By ROBERT ZIMMERMAN This article is adapted from the September/October edition of The Sciences (800-843-6927) and appears with permission.

(FORTUNE Magazine) – Since the 1970s the videotape and electronics industry has been trying to persuade Americans to throw out their movie cameras and buy VHS camcorders to preserve family histories. Videotape is cheap, relatively easy to edit, no problem to set up and watch. Then, consumers have been told, they can share with their descendants priceless documentary footage of births, bar mitzvahs, marriages, and other memories, say, 30 or 40 years down the road. If you're taking that advice, maybe you'd better keep a diary. Few people outside the industry know that the life expectancy of half-inch VHS videotapes is much shorter than originally predicted -- perhaps as short as ten years. | Recent technical reports by the Sony, Ampex, and Agfa corporations and the Institute of Electrical and Electronics Engineers suggest that unless magnetic tapes like VHS are carefully stored and maintained, their lives can be fleeting. The problem, it seems, is bad chemistry. Videotape is made from a base of polyester, which is coated with polyurethane. The coating acts as a binder, trapping magnetic oxide particles -- the carriers of the magnetically encoded information -- within the tape. That binding system is fragile: High temperatures and humidity can play havoc with it, causing the urethane particles in the coating to react with water, break free, and migrate to the surface of the tape. The next time the tape is played, the oxide particles, no longer encumbered by their binder, peel off, taking with them all evidence of baby's first steps, Tad's graduation, or that zany trip to Cancun.
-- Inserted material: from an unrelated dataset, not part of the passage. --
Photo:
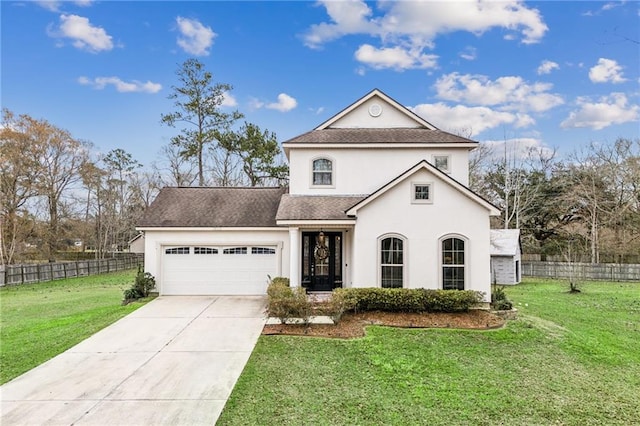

But all is not lost: Sony, Ampex, and other manufacturers have put out a list of recommendations -- some verging on the draconian -- for extending the life of videotapes: -- Store the tapes at a temperature between 59 degrees and 77 degrees Farenheit and a relative humidity between 40% and 60%. -- Fast-forward and rewind your tapes at least once every three years. That should keep the polyurethane binder from sticking to adjacent layers of a tightly wound tape. Adhesion will either prevent the tape from running or, if the tape does run, will tear the oxide particles from the base, thereby destroying the tape and gumming up the recording machine. -- Before storing your videotapes, rewind them from end to end in one complete, uninterrupted procedure, preferably with a separate rewind machine that applies a constant tension to the tape. -- Buy only the highest-quality tape. It is coated more evenly and therefore lasts longer. You can spot high-quality tape the way you spot high-grade gasoline: Tapemakers call top-of-the-line offerings ''gold'' or ''premium'' and charge extra for them. There is more. Seal the tapes in plastic bags, to protect them from dust, smoke, and moisture; store them vertically, with the tape wound entirely onto the bottom spool; don't play them right away if they've been out in the heat or the cold; keep them away from strong electromagnetic fields -- such as the ones created by stereo speakers and television sets. It's enough to send a video jock off to the flea markets for an old Super 8.